Recent studies on human genetics, such as The International HapMap Project (1
) and 1000 Genomes Project (2
), have identified a large number of genetics variants in the human genome. Furthermore, genome-wide association studies (GWAS) (3
) and exome sequencing (4
) are extensively used to globally investigate the relationship between genetic variants and human diseases/traits. By looking at the genomic location of the associated variants detected in GWAS, a large portion (~88%) of them fall outside of coding regions, which are harder to interpret than the protein-coding variants (6
). Therefore, elucidating the molecular function of genetic variants locating in the non-coding regions is critical to our full understanding of genetic disorders.
However, there are many difficulties and computational challenges in achieving this goal (7
). One of the major difficulties comes from the unclear role of non-coding genetic variants in the relevant processes underlying disease/trait association. These variants could affect many biological activities including transcription, splicing, post-transcriptional regulation, translation initiation/elongation and post-translational modification (8
). Previously, conservation information was frequently used to prioritize the functional importance of non-coding genetic variation (9
). At the transcription regulation level, mutations in the promoter regions may impact the recruitment of RNA polymerase and other regulators, especially the binding of transcriptional factors (TFs) to the promoter region to initiate gene transcription. Tools such as is-rSNP (11
), sTRAP (12
) and regSNPs (13
) have been successfully developed to evaluate the binding affinity affected by genetic variation. However, although algorithms that solely used TF motifs are effective in finding regulatory elements in the immediate promoter regions but may inevitably introduce a large number of false positives in the distal promoter/enhancer regions where the searching space becomes substantially larger. More and more studies showed that mutations within the distal regulatory elements, such as enhancer, insulator and silencer, could also disrupt or change the binding of TFs, nucleosome positioning signals and chromatin states. Furthermore, the locally changed chromosome conformation can block or create looping interaction between distal elements and promoter regions (14
) and subsequently influence gene regulation. Unfortunately, few tools or resources have used such information to study genetic variants.
The Encyclopedia of DNA Elements (ENCODE) project has identified a comprehensive map of functional elements and active chromatin marks by advanced techniques such as ChIP-seq, DNase-seq, bisulfate sequencing, chromosome conformation capture and so forth. (15
). Recent studies showed that disease-associated single-nucleotide polymorphisms (SNPs) detected by GWAS are significantly enriched in the regions that harbor functional elements, such as transcriptional factor binding sites (TFBSs), histone modification marked regions, DNase I hypersensitive sites (DHSs) and expression quantitative trait loci (16–19
). Two recently published databases, HaploReg (20
) and RegulomeDB (21
), have used these regulatory signals and marks to annotate the genetic variants, which offer comprehensive resources on regulatory variation.

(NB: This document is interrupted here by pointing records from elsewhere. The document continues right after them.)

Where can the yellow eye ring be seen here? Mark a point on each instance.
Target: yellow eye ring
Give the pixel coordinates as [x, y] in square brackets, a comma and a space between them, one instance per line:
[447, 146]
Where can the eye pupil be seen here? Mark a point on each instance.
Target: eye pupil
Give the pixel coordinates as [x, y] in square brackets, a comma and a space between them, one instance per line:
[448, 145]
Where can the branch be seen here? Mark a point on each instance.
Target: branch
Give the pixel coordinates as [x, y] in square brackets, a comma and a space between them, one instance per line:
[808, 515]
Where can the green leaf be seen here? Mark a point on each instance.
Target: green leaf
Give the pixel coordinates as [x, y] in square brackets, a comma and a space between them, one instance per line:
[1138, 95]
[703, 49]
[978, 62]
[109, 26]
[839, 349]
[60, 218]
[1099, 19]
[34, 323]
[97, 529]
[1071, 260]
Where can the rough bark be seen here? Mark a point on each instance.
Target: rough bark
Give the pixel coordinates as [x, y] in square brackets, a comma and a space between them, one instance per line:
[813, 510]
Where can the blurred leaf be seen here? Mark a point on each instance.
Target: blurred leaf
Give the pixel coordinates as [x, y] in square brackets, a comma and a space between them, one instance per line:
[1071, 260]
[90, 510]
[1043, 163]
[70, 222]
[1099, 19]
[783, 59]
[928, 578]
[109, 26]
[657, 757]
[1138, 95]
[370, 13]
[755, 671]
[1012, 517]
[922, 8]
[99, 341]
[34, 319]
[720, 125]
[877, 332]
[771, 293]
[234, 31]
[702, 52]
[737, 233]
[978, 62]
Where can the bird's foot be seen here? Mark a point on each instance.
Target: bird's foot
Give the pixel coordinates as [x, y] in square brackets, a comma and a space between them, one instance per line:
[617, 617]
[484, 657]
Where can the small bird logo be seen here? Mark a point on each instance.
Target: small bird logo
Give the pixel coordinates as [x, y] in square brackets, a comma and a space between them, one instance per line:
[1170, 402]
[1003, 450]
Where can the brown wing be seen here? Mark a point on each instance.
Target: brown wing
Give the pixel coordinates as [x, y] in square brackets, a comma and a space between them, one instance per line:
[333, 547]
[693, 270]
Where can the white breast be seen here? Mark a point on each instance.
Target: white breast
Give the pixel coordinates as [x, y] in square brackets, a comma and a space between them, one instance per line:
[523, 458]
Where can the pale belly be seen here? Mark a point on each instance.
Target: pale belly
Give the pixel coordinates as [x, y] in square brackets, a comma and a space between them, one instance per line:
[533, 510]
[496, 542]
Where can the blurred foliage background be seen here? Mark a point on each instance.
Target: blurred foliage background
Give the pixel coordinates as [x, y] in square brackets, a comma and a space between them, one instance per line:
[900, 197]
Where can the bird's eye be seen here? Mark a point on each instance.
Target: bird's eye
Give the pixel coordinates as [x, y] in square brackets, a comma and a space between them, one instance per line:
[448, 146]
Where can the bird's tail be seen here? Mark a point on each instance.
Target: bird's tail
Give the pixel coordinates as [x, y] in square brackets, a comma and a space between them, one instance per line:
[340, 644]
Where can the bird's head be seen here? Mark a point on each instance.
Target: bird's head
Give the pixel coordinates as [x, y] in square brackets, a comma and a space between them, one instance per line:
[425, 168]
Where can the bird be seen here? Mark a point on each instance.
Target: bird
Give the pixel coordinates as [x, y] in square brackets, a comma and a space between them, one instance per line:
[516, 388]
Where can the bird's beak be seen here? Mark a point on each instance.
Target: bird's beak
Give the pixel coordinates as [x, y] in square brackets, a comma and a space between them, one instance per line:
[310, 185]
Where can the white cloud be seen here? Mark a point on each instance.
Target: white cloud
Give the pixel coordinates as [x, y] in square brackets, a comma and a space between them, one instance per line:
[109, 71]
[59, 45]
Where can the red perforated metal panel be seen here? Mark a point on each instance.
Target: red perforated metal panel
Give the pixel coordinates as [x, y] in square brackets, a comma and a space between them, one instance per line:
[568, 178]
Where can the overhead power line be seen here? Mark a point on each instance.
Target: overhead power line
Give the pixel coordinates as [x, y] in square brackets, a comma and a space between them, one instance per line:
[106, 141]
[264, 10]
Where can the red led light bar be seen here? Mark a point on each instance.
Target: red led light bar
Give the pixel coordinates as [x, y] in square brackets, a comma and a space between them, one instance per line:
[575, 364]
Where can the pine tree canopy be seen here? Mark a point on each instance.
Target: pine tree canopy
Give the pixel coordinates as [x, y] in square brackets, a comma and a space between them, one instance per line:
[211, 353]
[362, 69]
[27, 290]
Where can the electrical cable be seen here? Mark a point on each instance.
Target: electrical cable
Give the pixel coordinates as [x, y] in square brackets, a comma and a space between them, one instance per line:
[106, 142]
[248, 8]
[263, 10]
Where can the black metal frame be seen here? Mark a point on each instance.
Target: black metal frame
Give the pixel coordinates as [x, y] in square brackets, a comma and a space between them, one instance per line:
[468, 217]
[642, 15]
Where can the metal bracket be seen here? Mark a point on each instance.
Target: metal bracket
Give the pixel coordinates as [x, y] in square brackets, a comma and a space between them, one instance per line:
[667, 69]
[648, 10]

On the other hand, different functional elements have been reported to function in a tissue/cell type-specific manner. SNPs associated with the same trait are likely to locate in active chromatin marks in the same/relevant cell type (22
), implying the possibility of detecting regulatory signals using the chromatin marks of phenotypically relevant cell type. Computational algorithms including ChromHMM (23
) and Seaway (24
) have been successfully applied to scan different functional elements in the genome. Therefore, combinatory analysis of GWAS data and functional elements in a specific cell type to capture regulatory variants for a particular disease/trait are needed.
Here, we develop a web server GWAS3D (http://jjwanglab.org/gwas3d
) to systematically analyze the probability of genetic variants affecting regulatory pathways and underlying disease/trait associations by integrating chromatin state, functional genomics, sequence motifs and cross-species conservation for a set of GWAS data or variant list. We first collected and curated genome-wide chromosome interaction (5C, Hi-C, ChIA-PET) data, enhancer/insulator/promoter marks [H3K4me1, H3K27ac, p300, CCCTC-binding factor (CTCF), DHS] and ChromHMM predicted functional elements in 16 different cell types. Using those regulatory regions, we mapped genetic variants to the reference genome and evaluated the binding affinity changes of regulatory factors by scanning 73 ENCODE motifs. Finally, we combined original GWAS signal, risk haplotype, binding affinity significance and conservation information to prioritize the genetic variants. In addition, the system provides comprehensive annotation and visualization to help users to interpret the results. Comparing with existing software and databases, GWAS3D uses the latest information to build a one-stop web-based tool for clinicians and biologists to evaluate the deleteriousness of disease/trait-associated variants that affect transcription regulation on a broader spectrum, especially on non-coding genetic variation.